Commune du canton du Tessin, district de Locarno, faisant partie de l'agglomération de Locarno et située sur les rives du lac Majeur le long de la route cantonale. Délimitée par les torrents Ramogna et Rabissale, elle était formée à l'origine de trois hameaux: Muralto, San Vittore et Burbaglio; en 1881, Muralto se sépara d'Orselina. 1235 Muralto. 782 habitants en 1850 (avec Orselina), 1019 en 1888, 1502 en 1900, 1950 en 1910, 2673 en 1950, 3090 en 1970, 2676 en 2000, 2672 en 2010, 2537 en 2020.
Epoque romaine
Dans la seconde moitié du XIXe s., un important établissement romain fut découvert à M. Seule une partie du matériel dégagé est conservée dans les musées de Locarno, Berne et Zurich, le reste a été dispersé.
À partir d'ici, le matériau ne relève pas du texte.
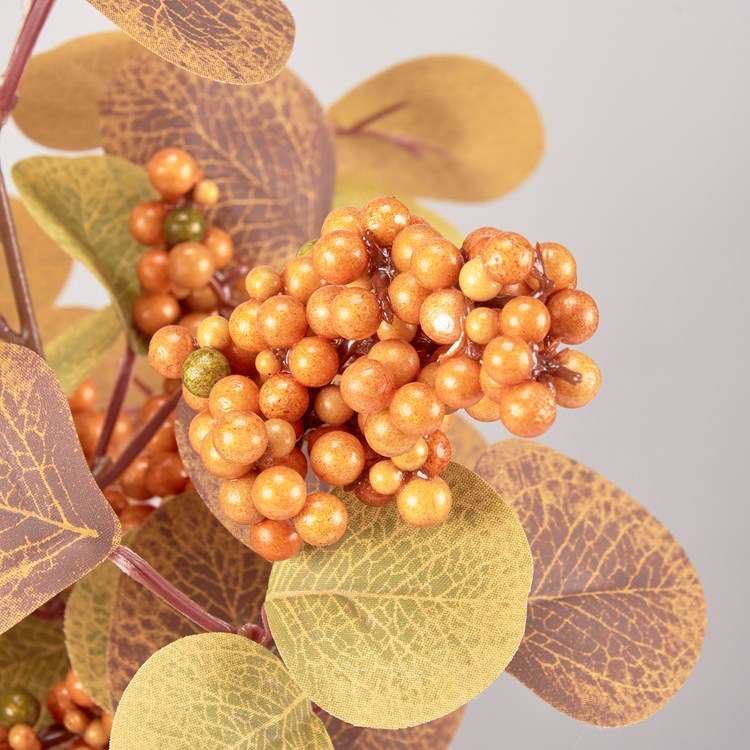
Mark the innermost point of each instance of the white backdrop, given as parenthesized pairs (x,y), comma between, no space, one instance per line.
(646,107)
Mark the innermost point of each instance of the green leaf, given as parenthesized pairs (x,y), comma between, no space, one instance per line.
(397,626)
(83,204)
(87,618)
(32,655)
(216,691)
(354,191)
(76,352)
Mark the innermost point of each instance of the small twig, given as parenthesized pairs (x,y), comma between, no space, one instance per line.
(116,401)
(29,334)
(143,386)
(139,570)
(111,474)
(54,735)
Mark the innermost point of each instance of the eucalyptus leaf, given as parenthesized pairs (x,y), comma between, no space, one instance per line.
(396,626)
(77,351)
(83,204)
(216,691)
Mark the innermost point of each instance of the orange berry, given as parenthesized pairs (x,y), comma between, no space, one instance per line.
(275,540)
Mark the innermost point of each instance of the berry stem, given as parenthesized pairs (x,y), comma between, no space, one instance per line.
(139,570)
(116,400)
(106,476)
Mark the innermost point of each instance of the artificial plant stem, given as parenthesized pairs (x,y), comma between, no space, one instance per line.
(32,25)
(139,570)
(116,401)
(138,443)
(25,42)
(29,335)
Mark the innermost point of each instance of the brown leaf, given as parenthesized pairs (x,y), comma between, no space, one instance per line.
(220,39)
(269,147)
(467,443)
(55,524)
(184,543)
(47,266)
(435,735)
(617,614)
(58,102)
(445,127)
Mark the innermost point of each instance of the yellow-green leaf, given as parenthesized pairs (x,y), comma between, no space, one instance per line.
(83,204)
(446,127)
(396,626)
(352,190)
(216,692)
(47,268)
(32,656)
(87,617)
(187,546)
(59,93)
(435,735)
(55,524)
(223,40)
(617,613)
(80,347)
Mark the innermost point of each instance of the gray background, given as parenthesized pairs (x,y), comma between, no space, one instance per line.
(646,109)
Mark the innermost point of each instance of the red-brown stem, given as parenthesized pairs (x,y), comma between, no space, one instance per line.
(54,735)
(139,570)
(112,473)
(29,333)
(116,401)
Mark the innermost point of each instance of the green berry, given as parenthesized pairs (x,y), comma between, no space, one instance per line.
(18,706)
(184,225)
(203,369)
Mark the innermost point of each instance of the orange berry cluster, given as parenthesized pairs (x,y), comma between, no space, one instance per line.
(359,350)
(184,251)
(157,472)
(69,705)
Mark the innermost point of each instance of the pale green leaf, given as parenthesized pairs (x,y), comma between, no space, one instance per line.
(396,626)
(215,691)
(77,351)
(83,204)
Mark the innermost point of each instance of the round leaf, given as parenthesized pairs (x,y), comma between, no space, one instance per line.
(269,147)
(220,39)
(187,546)
(617,614)
(216,691)
(87,620)
(445,127)
(32,655)
(56,524)
(467,443)
(83,204)
(396,626)
(435,735)
(59,94)
(47,267)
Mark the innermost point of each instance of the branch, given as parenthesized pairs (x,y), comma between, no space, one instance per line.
(116,401)
(139,570)
(29,334)
(111,474)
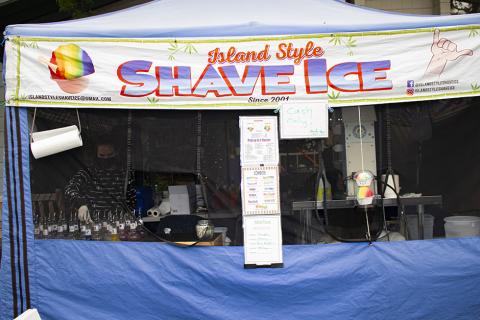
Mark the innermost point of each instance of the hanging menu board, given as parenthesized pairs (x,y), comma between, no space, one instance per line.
(259,140)
(262,241)
(304,120)
(260,190)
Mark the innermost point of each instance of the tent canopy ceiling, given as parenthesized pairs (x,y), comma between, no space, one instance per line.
(214,18)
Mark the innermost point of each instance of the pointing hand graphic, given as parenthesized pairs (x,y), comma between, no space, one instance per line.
(443,50)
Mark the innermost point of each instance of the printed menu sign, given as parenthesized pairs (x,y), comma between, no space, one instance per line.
(260,190)
(259,140)
(262,240)
(304,120)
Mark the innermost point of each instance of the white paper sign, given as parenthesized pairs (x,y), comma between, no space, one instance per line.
(304,120)
(262,240)
(260,190)
(259,140)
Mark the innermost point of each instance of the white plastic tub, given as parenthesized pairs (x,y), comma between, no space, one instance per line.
(412,226)
(462,226)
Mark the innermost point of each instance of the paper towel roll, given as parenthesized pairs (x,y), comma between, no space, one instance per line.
(154,211)
(49,142)
(389,193)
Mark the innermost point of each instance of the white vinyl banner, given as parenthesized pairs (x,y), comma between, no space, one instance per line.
(249,73)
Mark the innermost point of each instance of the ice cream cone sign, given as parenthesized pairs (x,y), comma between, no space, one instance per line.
(69,65)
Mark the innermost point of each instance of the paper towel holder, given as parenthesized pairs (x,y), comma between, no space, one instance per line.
(54,136)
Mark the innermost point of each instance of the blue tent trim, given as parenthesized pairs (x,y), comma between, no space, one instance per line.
(17,225)
(435,279)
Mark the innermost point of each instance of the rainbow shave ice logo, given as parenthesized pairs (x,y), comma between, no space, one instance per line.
(69,66)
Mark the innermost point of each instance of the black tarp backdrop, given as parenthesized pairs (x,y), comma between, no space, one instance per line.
(164,150)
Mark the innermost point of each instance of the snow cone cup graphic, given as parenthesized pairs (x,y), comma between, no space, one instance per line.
(364,187)
(69,66)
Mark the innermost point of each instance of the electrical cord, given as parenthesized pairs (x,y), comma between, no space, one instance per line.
(378,233)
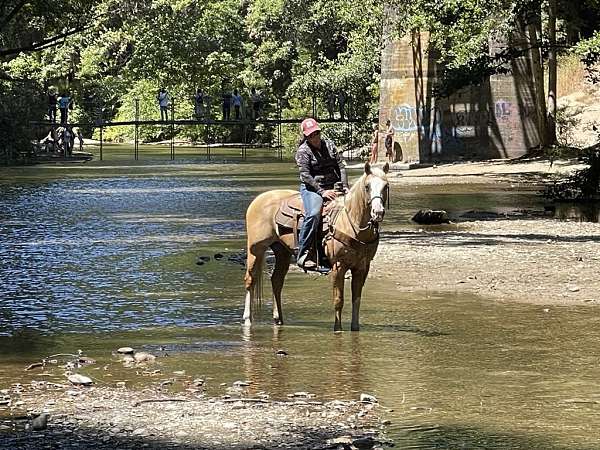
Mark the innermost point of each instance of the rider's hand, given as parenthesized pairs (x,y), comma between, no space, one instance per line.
(329,194)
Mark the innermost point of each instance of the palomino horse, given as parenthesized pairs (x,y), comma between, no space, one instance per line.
(351,245)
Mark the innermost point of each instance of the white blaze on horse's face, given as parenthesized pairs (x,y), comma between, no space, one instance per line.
(377,188)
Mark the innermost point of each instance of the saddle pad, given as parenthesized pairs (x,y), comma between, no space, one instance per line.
(290,210)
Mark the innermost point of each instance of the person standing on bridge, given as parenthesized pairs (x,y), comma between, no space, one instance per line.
(163,103)
(52,99)
(389,141)
(320,167)
(64,104)
(374,144)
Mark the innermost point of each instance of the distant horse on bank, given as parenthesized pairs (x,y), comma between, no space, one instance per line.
(350,244)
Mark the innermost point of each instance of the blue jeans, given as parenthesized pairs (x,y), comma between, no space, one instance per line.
(312,216)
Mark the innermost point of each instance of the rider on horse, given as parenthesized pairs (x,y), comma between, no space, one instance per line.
(320,168)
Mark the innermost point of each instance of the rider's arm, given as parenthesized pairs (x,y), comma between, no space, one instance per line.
(303,162)
(335,154)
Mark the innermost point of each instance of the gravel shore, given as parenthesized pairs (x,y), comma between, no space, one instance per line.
(50,416)
(522,258)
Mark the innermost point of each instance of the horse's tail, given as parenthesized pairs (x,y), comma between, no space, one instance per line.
(257,287)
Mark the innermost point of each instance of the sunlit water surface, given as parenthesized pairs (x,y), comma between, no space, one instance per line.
(103,255)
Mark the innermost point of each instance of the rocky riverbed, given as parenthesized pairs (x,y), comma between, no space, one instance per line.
(45,415)
(523,256)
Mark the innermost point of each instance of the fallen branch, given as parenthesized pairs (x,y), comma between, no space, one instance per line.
(34,365)
(247,400)
(158,400)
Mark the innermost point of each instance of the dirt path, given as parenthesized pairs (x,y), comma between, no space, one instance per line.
(527,259)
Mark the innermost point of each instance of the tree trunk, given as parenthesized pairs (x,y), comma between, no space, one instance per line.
(552,76)
(534,35)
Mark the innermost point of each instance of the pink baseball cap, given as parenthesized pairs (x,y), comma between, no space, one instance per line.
(309,126)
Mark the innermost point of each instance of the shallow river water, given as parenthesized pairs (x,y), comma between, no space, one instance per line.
(101,255)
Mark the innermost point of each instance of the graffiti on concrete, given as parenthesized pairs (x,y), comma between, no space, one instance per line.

En 1936-1937 et en 1947, des recherches plus poussées permirent la mise au jour d'une grande nécropole. Des fouilles de sauvetage (documentées) furent menées sur différents sites entre 1977 et 1989. On peut répartir les principales découvertes faites lors de ces recherches en quatre ensembles. Le premier comprend la nécropole, incomplètement fouillée, avec environ 300 tombes qui renfermaient un riche mobilier constitué de monnaies, de statuettes en terre cuite et d'objets en verre (Ier-IIe s. apr. J.-C.). Le deuxième est composé de quelques boutiques et d'un complexe consacré à l'artisanat et au commerce (Ier s. apr. J.-C.); l'endroit fut réaménagé au IIIe s. pour accueillir une fabrique et un marché couvert avec des thermes, une forge, un four à verre et un dépôt de céréales, de quartz et de pierre ollaire. Un habitat, portant les traces d'un campement du Ier s. av. J.-C. et comprenant des villae du Ier s. apr. J.-C., forme le troisième ensemble; enfin, le quatrième regroupe des réservoirs et des canaux d'amenée d'eau. Construit à un emplacement où il n'y avait probablement aucun établissement antérieur, le vicus de M. était situé au bord du lac et sur des terrasses naturelles traversées par de nombreux torrents. Il était protégé par des murailles et des canaux assuraient le ravitaillement en eau. Le site est réparti sur trois niveaux: la nécropole se situe sur la terrasse supérieure, les habitations sur celle inférieure, quelques boutiques ainsi que des ateliers artisanaux se trouvent entre les deux. Les dimensions du vicus permettent de supposer que M. était un lieu d'échanges commerciaux important entre les Alpes et la plaine du Pô qui étaient reliées par les voies navigables du lac Majeur, du Tessin et du Pô.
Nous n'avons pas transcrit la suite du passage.